Sweet peas are popular annual flowers and are often planted in a cut flower garden.
As nitrogen-fixing plants, they can also be beneficial as companion plants in a kitchen garden.
These are cottage garden favourites, with a delightful visual appeal and scent.
Fortunately, if you want some in your own garden, they are very easy plants to grow from seed.
Sweet peas can be sown either in spring or autumn, and the process is very simple:
- Prepare seed trays, small pots, or soil blocks with a moist, peat-free seed-starting compost.
- Plant the seeds in trays or pots around 1cm deep.
- Place seeds in a sunny spot indoors, or in a greenhouse, polytunnel or cold frame.
- Harden off and plant out sweet peas into their final growing positions once all risk of frost has passed.
| Difficulty | Easy |
| Equipment Required | Seeds, seed tray or pots |
| When To Sow | March-May or October-November |
| When To Plant Out | April-June |
When To Sow
“The best piece of advice I have for sweet pea newbies is to make sure that they start sweet peas at the right time of year,” says Georgina, the owner of the specialist plant nursery, Sweet Pea Gardens.
“Sweet peas are hardy annuals, so they like to get started in cooler temperatures.
“Some people even start them in the autumn so that they can overwinter them in a cold frame or unheated greenhouse.”
As Georgina mentions, you can sow sweet pea seeds in spring or autumn.

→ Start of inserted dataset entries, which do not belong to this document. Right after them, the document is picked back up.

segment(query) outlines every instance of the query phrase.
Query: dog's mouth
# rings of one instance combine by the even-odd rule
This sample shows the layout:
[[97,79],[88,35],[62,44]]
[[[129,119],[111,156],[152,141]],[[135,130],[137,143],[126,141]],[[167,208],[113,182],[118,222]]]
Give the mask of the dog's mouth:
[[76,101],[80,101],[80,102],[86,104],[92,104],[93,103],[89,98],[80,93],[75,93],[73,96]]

If you sow in spring, the plants will be placed out the same year, but if you sow in autumn, you will need to have somewhere frost-free that they can overwinter before being placed out into the garden the following spring.
1) Prepare The Growing Area
“Trying to germinate seeds directly in the ground is too tempting for marauding birds and mice who just love to eat a fresh sweet pea seed,” explains Georgina.
Instead, sweet peas can be sown into a range of different containers.
“Even in my greenhouse on benches, mice love to eat my sweet pea seeds, leaving perfect seed-size holes where they gratefully extract them,” Master Horticulturist Colin Skelly adds.
“To get around this, I cover pots with fine metal mesh until they have germinated.”

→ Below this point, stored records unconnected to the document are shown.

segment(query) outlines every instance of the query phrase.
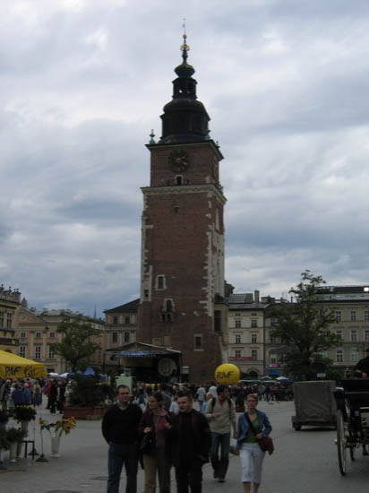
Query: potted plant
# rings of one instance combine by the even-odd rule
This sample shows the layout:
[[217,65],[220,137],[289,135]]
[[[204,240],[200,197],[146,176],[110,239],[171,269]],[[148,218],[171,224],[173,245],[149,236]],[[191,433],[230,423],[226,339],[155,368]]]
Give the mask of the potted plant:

You might choose to sow your seeds into seed trays before potting them up into their own containers.
You can start them in soil blocks, in toilet roll tubes or in other biodegradable pots, and you can plant up to 3 seeds in 9cm pots.
I like to start sweet peas in toilet roll tubes since these plants tend to do well if they are placed in long, thin containers so their roots grow deeply and narrowly.
Also, when you plant in toilet roll tubes, you do not need to prick them out but can simply let them grow and then plant them out into your garden as is.
I have also grown sweet peas in sowing trays with an amazing success rate:

2) Sow The Seeds
Some people suggest steps like nicking the seeds (avoiding the eye) or soaking and sprouting seeds prior to sowing.

However, I do not bother as I tend to get good germination rates with sweet peas without any additional steps, which one of our experts also agrees with.
“Modern seeds have soft shells so do not need to be soaked or chipped before sowing,” says Carole Tate from the National Sweet Pea Society.
I simply place the seeds around 1cm deep into the tubes, covering them with my growing medium and firming the soil gently into place.
3) Prick Out & Pot On
I keep my sweet peas on a sunny windowsill indoors until they germinate, then move the seedlings into my polytunnel.

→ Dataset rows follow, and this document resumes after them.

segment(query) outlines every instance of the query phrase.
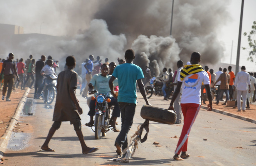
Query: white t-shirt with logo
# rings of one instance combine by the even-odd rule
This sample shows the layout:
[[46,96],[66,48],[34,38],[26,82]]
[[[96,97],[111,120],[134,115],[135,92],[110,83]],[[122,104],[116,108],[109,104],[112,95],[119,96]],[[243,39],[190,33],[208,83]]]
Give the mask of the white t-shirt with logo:
[[192,74],[185,77],[183,81],[180,76],[178,78],[178,81],[182,82],[182,94],[181,103],[194,103],[201,104],[201,86],[210,84],[208,74],[206,72],[200,72]]

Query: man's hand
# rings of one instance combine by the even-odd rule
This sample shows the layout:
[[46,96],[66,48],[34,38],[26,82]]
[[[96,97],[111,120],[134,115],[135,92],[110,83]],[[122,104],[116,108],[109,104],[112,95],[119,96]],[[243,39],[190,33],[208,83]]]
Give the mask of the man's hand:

Your next steps will, of course, depend on which containers you have chosen and where you have sown your seeds.

Prick out and pot on seedlings as required, Georgina says, but just make sure they are large enough to handle.
“Sweet peas are hungry and thirsty plants, so make sure that you add plenty of compost to the area where they are to be planted,” she explains.
“After, add some water to keep the soil moist but not drenched.”

4) Plant Out

Once the sweet peas get around 10cm tall, pinch out the growing tips to encourage the plants to bush out.

Harden off your plants to gradually acclimatise them to outdoor growing conditions, then place them into their final growing positions in your garden once all risk of frost has passed in your area.